Who's got the blues? Those left on the sidelines during the unprecedented bull run by a lack of money or initiative, wondering whether they've missed a ride on one of the all-time gravy trains.
"It'd sure be nice to have some of that money," said Kwame Banks, 31, operations coordinator for the Philadelphia-based Colours Organization. "But the reason I've never gotten involved is because I never felt I was at a comfort zone to do it."
The Dow, a complicated index based on the prices of 30 blue-chip companies, is the oldest and most widely followed Wall Street indicator. It began the year at 7,908, but by gaining 49.82 points Monday, it stormed to 9,033.23, its first-ever close above 9,000.
The final nudge was Monday's announced merger of Citicorp and Travelers Group, two financial services companies with surging stock values. At $82 billion, it would easily be the biggest business deal ever.
"People just feel the general trend for the market will always be up," said Matt Waddell, director of online brokerage CompuTEL Securities in San Francisco. "If the market goes down 150 points, people come in looking for bargains, if it goes down 500 points, the same."

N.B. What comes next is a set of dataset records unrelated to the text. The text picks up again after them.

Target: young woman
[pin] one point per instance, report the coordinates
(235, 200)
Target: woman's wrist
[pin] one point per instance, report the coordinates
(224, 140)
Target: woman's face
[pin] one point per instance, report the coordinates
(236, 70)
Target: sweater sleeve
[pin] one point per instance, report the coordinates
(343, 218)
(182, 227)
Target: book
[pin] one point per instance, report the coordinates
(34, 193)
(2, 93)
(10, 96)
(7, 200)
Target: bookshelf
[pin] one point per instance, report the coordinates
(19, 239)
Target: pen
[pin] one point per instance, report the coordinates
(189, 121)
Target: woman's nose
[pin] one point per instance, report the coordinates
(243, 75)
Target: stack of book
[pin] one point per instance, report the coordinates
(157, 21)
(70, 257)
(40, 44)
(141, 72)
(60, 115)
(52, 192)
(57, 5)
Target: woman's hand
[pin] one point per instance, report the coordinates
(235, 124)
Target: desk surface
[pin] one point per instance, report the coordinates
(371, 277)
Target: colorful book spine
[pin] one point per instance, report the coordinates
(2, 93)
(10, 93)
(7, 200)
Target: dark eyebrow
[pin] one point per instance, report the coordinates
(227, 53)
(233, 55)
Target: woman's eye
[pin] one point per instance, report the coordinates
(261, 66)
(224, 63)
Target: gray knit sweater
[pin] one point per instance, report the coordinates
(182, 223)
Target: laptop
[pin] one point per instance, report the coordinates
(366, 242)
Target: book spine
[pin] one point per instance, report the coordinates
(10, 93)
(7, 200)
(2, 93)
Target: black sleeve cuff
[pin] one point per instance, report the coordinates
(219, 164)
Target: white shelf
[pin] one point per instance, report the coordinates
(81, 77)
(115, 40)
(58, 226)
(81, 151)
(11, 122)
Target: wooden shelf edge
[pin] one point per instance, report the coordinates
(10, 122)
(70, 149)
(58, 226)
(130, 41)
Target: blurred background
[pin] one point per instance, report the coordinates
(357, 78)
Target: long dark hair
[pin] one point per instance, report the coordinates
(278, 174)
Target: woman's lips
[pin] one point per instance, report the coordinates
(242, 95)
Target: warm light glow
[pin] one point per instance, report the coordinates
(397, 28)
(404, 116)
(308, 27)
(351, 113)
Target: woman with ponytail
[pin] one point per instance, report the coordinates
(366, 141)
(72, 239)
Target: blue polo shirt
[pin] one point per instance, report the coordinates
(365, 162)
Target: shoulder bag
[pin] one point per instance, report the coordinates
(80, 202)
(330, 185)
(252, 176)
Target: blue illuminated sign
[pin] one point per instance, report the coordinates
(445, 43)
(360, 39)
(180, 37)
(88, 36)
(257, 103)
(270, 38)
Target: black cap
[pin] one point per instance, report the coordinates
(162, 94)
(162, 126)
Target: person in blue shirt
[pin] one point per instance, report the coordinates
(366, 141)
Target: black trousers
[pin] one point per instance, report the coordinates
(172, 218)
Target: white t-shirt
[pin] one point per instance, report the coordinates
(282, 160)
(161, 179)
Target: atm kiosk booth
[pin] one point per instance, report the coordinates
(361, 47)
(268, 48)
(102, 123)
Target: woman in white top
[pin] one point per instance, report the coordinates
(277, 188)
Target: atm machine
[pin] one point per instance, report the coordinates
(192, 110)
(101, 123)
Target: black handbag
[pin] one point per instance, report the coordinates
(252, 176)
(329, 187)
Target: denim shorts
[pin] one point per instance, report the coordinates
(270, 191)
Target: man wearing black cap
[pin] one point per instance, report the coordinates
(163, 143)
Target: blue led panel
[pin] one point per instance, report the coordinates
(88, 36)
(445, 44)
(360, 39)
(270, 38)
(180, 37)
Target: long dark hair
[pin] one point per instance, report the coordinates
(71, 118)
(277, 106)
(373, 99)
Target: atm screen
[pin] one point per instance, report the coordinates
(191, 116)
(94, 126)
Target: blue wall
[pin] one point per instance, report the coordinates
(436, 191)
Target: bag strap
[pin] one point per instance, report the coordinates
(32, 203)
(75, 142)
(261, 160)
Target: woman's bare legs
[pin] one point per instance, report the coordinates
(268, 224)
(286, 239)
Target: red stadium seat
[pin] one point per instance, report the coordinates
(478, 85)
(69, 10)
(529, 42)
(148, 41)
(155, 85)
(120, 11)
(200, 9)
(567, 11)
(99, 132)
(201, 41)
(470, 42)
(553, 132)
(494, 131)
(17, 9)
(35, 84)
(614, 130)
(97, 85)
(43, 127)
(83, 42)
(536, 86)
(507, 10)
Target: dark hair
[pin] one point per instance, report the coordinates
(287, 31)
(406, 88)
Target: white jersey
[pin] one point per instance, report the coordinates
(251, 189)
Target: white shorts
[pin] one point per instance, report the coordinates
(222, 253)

The market has been running without a sustained dip since 1990, when the Iraqi invasion of Kuwait and worries about the economy sent stocks lower. One thousand dollars invested in the Dow Jones stocks on Oct. 11, 1990 _ when the Dow was at 2,365.10 _ would be worth $4,631 today if dividends were reinvested.
But what about the Asian economic crisis? Just three months ago, it turned the stomachs of some market watchers and prompted dire warnings. And the Dow opened the year with a 4 percent slide.

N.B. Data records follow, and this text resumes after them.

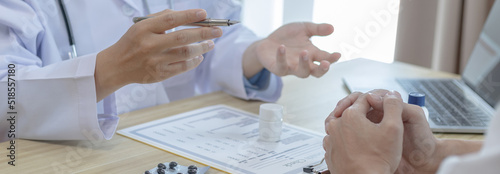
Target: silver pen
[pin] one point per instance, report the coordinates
(204, 23)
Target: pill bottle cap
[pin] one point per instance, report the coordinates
(271, 112)
(416, 98)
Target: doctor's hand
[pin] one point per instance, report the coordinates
(146, 54)
(289, 51)
(355, 144)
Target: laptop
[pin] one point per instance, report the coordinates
(464, 105)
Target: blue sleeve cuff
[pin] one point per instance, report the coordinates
(259, 81)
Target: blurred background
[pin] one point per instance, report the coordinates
(363, 28)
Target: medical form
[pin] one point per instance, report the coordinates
(227, 139)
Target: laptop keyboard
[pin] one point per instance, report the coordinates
(447, 103)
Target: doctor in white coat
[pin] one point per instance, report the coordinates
(122, 66)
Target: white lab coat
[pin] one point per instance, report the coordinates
(56, 97)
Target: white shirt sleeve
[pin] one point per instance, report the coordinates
(222, 67)
(486, 161)
(54, 99)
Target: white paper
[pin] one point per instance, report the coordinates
(227, 139)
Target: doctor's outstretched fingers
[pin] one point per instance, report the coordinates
(146, 54)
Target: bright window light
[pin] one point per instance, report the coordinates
(363, 28)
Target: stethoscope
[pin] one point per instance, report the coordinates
(69, 31)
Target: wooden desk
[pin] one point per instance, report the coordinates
(308, 102)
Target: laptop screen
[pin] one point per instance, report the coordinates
(482, 72)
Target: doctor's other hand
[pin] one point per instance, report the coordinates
(289, 51)
(146, 54)
(355, 144)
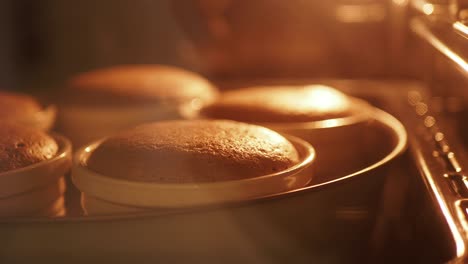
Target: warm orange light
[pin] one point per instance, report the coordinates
(400, 2)
(360, 13)
(322, 99)
(428, 9)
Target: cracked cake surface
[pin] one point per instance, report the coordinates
(22, 146)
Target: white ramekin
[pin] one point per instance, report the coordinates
(163, 195)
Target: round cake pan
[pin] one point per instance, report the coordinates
(336, 140)
(164, 195)
(37, 175)
(327, 222)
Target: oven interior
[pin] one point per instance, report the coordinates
(408, 58)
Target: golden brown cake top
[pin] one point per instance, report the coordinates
(137, 84)
(281, 104)
(193, 151)
(23, 146)
(15, 106)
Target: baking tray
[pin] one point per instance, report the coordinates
(370, 218)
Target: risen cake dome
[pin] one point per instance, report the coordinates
(266, 104)
(23, 146)
(137, 84)
(193, 151)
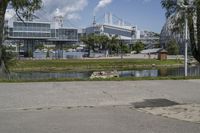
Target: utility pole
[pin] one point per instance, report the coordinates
(186, 44)
(181, 4)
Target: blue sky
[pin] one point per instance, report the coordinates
(145, 14)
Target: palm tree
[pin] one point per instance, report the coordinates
(113, 43)
(193, 15)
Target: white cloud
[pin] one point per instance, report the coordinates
(102, 4)
(68, 8)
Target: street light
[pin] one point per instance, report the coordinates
(181, 4)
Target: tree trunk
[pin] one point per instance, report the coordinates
(195, 38)
(3, 6)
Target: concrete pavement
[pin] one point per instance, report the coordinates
(94, 107)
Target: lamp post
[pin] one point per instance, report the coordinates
(184, 7)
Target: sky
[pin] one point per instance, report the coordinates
(146, 14)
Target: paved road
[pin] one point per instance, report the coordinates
(86, 107)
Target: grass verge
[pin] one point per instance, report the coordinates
(90, 64)
(109, 79)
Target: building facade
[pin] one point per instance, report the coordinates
(28, 34)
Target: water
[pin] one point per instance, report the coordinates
(164, 72)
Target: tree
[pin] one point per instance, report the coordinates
(173, 10)
(23, 9)
(89, 40)
(172, 47)
(138, 47)
(113, 44)
(8, 59)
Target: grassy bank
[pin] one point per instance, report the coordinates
(111, 79)
(90, 64)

But the American economy has kept humming along. And with inflation apparently being held at bay, optimistic small investors continued to flood the market with money from their mutual funds, 401(k) plans, and Individual Retirement Accounts.
The Investment Company Institute, a mutual fund trade group in Washington, estimated that nearly $50 billion flowed into mutual funds alone from December through February. Many of these investors are looking to the long term, too _ as of 1996, the trade group said more than one-third of fund assets were earmarked for retirement.
Investment banker Sofia Anastopoulos of Chicago sold her stock portfolio in early October, before the market briefly tumbled below 7,000, to make a down payment on a condominium. She now is looking to jump back in.
"People keep saying 'This is incredible. The market's too high,' but it just keeps getting higher and higher," Ms. Anastopoulos said. "I'm looking at buying opportunities, like everybody else today, and plan on letting that money stay there for the ride."
Still, a good portion of the market is waiting for "the other shoe to drop," said investment counselor Marc Pershan of Krantz, Pershan Investor Advocate Service in Northbrook, Ill.
"We have half the people saying they're too late to get into the market and half the people saying they should have gotten out before," he said. "There's a nervousness that things have run up too high, but we're trying to focus people on longer-term trends as opposed to where the market is today."
While the Dow's 14.2 percent gain this year easily outshines what investors can get at the bank, the uncertain ways of the stock market keep many from diving in.
"You have to have that kind of gambling mentality to go there because just like it goes up, it can go right back down," said Banks, the Philadelphia operations coordinator. "When you start to do stocks, you need to be at a point where you don't have to worry too much about what happens with that money."
Said Stuart Plunkett, a 27-year-old attorney in San Francisco: "Yeah, I feel like I'm missing the boat. But I don't have the disposable income right now to invest in the stock market or mutual funds.
"I just hope it's doing as well in a couple of years."